I have run into an issue where helm install
ing my charts will work fine, but when I go to restart the system, the nvidia gpu operator will fail to validate.
Bootstrapping is simple:
$ microk8s enable gpu
< watching dashboard for all the pods to turn green >
$ microk8s helm install -n morpheus morpheus-ai-engine morpheus-ai-engine
< watching for the morpheus pods to turn green >
Now I can check if the ai-engine
pod has GPU access:
$ kubectl exec ai-engine-897d65cff-b2trz -- nvidia-smi
Wed Feb 22 16:35:32 2023
+-----------------------------------------------------------------------------+
| NVIDIA-SMI 525.78.01 Driver Version: 525.78.01 CUDA Version: 12.0 |
|-------------------------------+----------------------+----------------------+
| GPU Name Persistence-M| Bus-Id Disp.A | Volatile Uncorr. ECC |
| Fan Temp Perf Pwr:Usage/Cap| Memory-Usage | GPU-Util Compute M. |
| | | MIG M. |
|===============================+======================+======================|
| 0 Quadro P400 Off | 00000000:04:00.0 Off | N/A |
| 0% 38C P8 N/A / 30W | 98MiB / 2048MiB | 0% Default |
| | | N/A |
+-------------------------------+----------------------+----------------------+
+-----------------------------------------------------------------------------+
| Processes: |
| GPU GI CI PID Type Process name GPU Memory |
| ID ID Usage |
|=============================================================================|
+-----------------------------------------------------------------------------+
Running the test vector-add pod returns a Test PASSED
.
The trouble comes when I restart microk8s.

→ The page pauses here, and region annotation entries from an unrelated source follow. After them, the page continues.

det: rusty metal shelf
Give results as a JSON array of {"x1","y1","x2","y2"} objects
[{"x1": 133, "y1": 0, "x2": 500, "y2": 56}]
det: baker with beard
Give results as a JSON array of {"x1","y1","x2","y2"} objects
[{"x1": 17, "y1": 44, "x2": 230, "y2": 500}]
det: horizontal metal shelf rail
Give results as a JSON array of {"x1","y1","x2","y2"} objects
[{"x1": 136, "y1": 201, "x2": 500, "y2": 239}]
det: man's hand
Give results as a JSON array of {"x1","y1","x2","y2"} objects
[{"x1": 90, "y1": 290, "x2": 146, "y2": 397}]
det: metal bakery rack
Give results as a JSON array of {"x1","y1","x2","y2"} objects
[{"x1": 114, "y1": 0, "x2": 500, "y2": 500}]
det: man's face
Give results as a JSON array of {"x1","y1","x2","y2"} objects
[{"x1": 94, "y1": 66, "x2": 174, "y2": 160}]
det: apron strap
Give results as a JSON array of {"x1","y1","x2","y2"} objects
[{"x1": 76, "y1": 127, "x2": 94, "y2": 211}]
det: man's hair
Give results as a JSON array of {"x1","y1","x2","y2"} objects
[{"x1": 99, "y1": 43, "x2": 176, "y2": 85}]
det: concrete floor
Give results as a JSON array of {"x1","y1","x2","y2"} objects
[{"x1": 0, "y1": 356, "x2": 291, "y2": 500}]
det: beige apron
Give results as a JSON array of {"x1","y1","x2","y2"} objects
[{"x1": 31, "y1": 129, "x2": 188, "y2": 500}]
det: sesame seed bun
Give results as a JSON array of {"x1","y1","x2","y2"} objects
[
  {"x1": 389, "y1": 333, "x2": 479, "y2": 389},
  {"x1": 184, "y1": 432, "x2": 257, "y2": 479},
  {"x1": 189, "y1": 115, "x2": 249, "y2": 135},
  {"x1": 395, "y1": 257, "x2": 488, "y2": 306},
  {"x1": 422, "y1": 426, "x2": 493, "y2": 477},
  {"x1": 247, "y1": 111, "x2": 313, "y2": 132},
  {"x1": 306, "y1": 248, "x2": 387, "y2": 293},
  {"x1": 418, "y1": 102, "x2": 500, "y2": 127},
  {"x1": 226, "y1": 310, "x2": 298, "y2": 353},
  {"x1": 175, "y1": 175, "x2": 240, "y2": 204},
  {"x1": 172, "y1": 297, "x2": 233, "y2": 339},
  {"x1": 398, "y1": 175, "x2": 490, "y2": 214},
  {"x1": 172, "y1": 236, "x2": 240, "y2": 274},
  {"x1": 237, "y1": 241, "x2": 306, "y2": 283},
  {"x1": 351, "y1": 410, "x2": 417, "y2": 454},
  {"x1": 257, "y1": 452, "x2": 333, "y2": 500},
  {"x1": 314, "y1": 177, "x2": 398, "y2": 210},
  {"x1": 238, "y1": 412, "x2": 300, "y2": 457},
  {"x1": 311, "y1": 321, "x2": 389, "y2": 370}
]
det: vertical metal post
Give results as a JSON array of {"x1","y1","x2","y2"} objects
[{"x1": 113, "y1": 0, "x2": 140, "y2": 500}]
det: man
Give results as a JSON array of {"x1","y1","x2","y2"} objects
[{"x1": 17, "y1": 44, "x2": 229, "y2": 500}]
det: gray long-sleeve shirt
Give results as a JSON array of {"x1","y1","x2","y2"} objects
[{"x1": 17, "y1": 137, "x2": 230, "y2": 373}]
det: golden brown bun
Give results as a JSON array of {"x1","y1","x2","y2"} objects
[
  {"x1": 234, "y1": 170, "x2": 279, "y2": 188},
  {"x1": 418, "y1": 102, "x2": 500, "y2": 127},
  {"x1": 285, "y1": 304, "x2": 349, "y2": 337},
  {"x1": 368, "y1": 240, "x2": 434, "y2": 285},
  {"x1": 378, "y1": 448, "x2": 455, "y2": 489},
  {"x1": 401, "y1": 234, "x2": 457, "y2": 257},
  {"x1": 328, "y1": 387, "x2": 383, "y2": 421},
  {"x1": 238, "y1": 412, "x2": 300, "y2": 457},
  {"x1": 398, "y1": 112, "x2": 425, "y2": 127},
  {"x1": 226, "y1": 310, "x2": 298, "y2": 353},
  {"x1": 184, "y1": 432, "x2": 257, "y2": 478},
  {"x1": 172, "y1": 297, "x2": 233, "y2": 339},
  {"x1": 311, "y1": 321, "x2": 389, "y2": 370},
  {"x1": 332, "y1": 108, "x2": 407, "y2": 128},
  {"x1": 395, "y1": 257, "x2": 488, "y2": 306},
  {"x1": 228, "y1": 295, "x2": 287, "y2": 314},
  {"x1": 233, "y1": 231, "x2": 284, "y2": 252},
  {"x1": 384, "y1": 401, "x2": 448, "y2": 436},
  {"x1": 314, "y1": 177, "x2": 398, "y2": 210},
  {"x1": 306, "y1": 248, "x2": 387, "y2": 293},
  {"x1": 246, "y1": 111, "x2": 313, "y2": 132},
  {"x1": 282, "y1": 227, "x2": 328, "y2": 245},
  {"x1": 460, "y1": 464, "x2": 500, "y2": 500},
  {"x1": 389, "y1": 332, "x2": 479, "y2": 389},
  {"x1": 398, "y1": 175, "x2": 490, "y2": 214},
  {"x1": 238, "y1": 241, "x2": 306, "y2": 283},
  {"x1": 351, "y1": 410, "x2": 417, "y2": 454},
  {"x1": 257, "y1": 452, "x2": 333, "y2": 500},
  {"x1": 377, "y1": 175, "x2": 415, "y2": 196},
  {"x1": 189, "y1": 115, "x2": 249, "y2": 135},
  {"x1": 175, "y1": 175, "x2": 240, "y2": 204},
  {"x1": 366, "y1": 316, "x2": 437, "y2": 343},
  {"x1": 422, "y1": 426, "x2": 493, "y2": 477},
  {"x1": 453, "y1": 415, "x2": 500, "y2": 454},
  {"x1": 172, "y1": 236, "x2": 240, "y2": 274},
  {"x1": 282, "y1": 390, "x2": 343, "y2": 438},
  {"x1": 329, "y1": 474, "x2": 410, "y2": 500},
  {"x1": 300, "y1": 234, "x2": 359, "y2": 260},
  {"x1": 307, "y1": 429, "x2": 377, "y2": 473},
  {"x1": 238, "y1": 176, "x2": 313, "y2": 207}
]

The nvidia-device-plugin-validator
pod fails to load with an UnexpectedAdmissionError
claiming that no GPUs are available. And running nvidia-smi
in the ai-engine
pod returns a "command not found". The vector-add test pod won't start due to insufficient GPUs.
But if I uninstall the ai-engine
chart and restart microk8s (waiting for the gpu operator pods to all turn green), I can then reinstall ai-engine
and it works fine again, as does the vector-add test.